Add dry-run proposal

kragniz · kragniz · commit 284cece7e81c · 2018-06-01T17:43:59.000+01:00
diff --git a/docs/proposals/puppet-wing-dry-run.rst b/docs/proposals/puppet-wing-dry-run.rst
@@ -0,0 +1,140 @@
+.. vim:set ft=rst spell:
+
+#######################
+Puppet Dry Run Via Wing
+#######################
+
+Background
+==========
+
+Using puppet's noop mode we can perform a proper dry-run of the changes that be
+performed on cluster instances.
+
+See http://nrvale0.github.io/posts/the-basics-of-puppet-noop/ for an overview on noop mode.
+
+Glossary
+--------
+
+- **Puppet dry-run**: a puppet mode which calculates changes, but does not actually apply them to the instance.
+
+Problem
+-------
+
+Currently there is no way to verify what a ``puppet apply`` will do to nodes.

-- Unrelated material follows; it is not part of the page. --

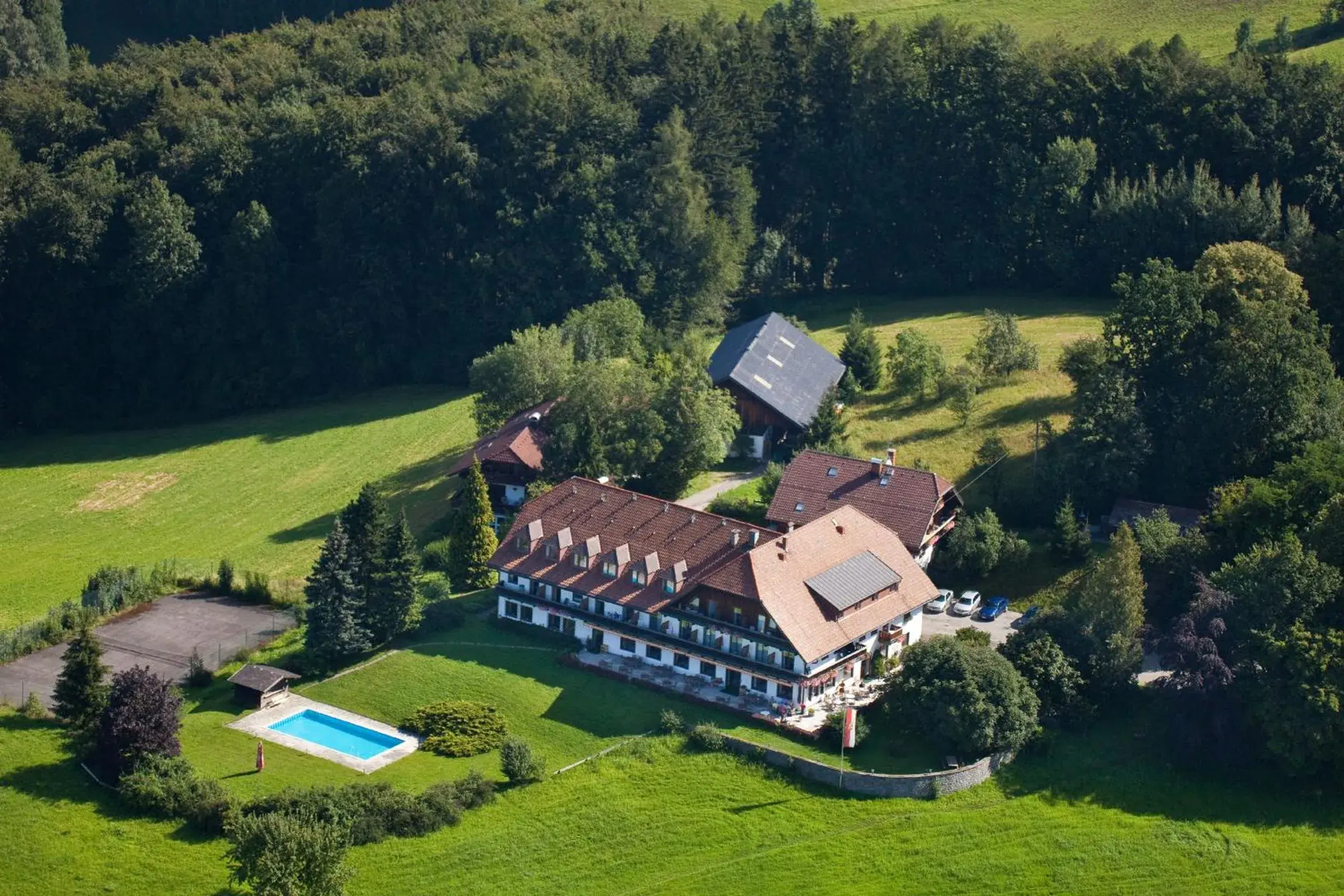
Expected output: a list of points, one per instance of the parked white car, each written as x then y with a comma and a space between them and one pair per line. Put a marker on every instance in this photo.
941, 602
967, 604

+In some situations, we would like to review the changes that Puppet would do on
+the system without actually applying them, to prevent causing destructive
+configuration changes.
+
+We need a way to represent applying a set of puppet manifests to an instance,
+and a way to view the output of an application.
+
+See:
+
+- https://github.com/jetstack/tarmak/issues/224
+
+Objective
+=========
+
+Verify puppet will make sensible and expected changes to the cluster when running::
+
+    $ tarmak cluster puppet-plan
+
+which complements ``cluster puppet-plan`` verifying Terraform changes.
+
+Changes
+=======
+
+To implement this, new objects will be added to Wing's API.
+
+New API objects
+---------------
+
+``PuppetManifest``
+******************
+
+A resource representing a set of puppet manifests to apply to an instance.
+
+This bundles together the source (S3, google Cloud Storage, etc) and
+verification of the source (a hash, PGP signature, etc).
+
+.. code-block:: yaml
+
+    kind: PuppetManifest
+    metadata:
+      name: example-manifest
+    hash: sha256:34242343
+    source:
+      s3:
+        bucketName: something
+        path: something-else/puppet.tar.gz
+
+The source will be structured similarly to kubernetes' ``VolumeSource``, with a
+field for each type of source. For example, something like this in ``types.go``:
+
+.. code-block:: go
+
+    type ManifestSource struct {
+           S3 *S3ManifestSource `json:"s3ManifestSource"`
+    }
+
+    type S3ManifestSource struct {
+           BucketName string `json:"bucketName"`
+    }
+
+
+``PuppetJob``
+*************
+
+A resource representing the application of a ``PuppetManifest`` on an instance:
+
+.. code-block:: yaml
+
+    kind: PuppetJob
+    metadata:
+      name: example-job
+    spec:
+      manifestRef:
+        name: example-manifest
+      operation: "dry-run"
+      instanceID: 1234
+    status:
+      exitCode: 1
+      messages: ""
+
+This references a pre-existing ``PuppetManifest``, and performs the specified
+action on an instance.
+
+Changes to existing API objects
+-------------------------------
+
+``InstanceSpec`` will have a ``manifestRef`` field also linking to a ``PuppetManifest`` resource.
+This will be the manifest applied to the instance.
+
+Changes to tarmak CLI
+---------------------
+
+The tarmak CLI needs modification to add support for creating
+``PuppetManifest`` and ``PuppetJob`` resources.
+
+The planned workflow is to run::
+
+    $ tarmak cluster puppet-plan
+
+which creates ``PuppetJob`` resources for either a subset of instances of each
+type in the current cluster, or all instances. This blocks until
+``PuppetJob.Status.ExitCode`` for each created job is populated.
+
+It would be nice to filter and only display results based on the exit code of puppet, but it seems the exit code is always ``0`` when ``--noop`` is enabled::
+
+    https://tickets.puppetlabs.com/browse/PUP-686
+
+Notable items
+=============
+
+Concerns
+--------
+
+- Performing updates to puppet manifests will leave ``PuppetJob`` and
+  ``PuppetManifest`` resources hanging around. Should there be an automated clean
+  up process for stale items?
+- We need to think about how to handle ``PuppetJob`` resources timing out in the case of an instance failure during a plan.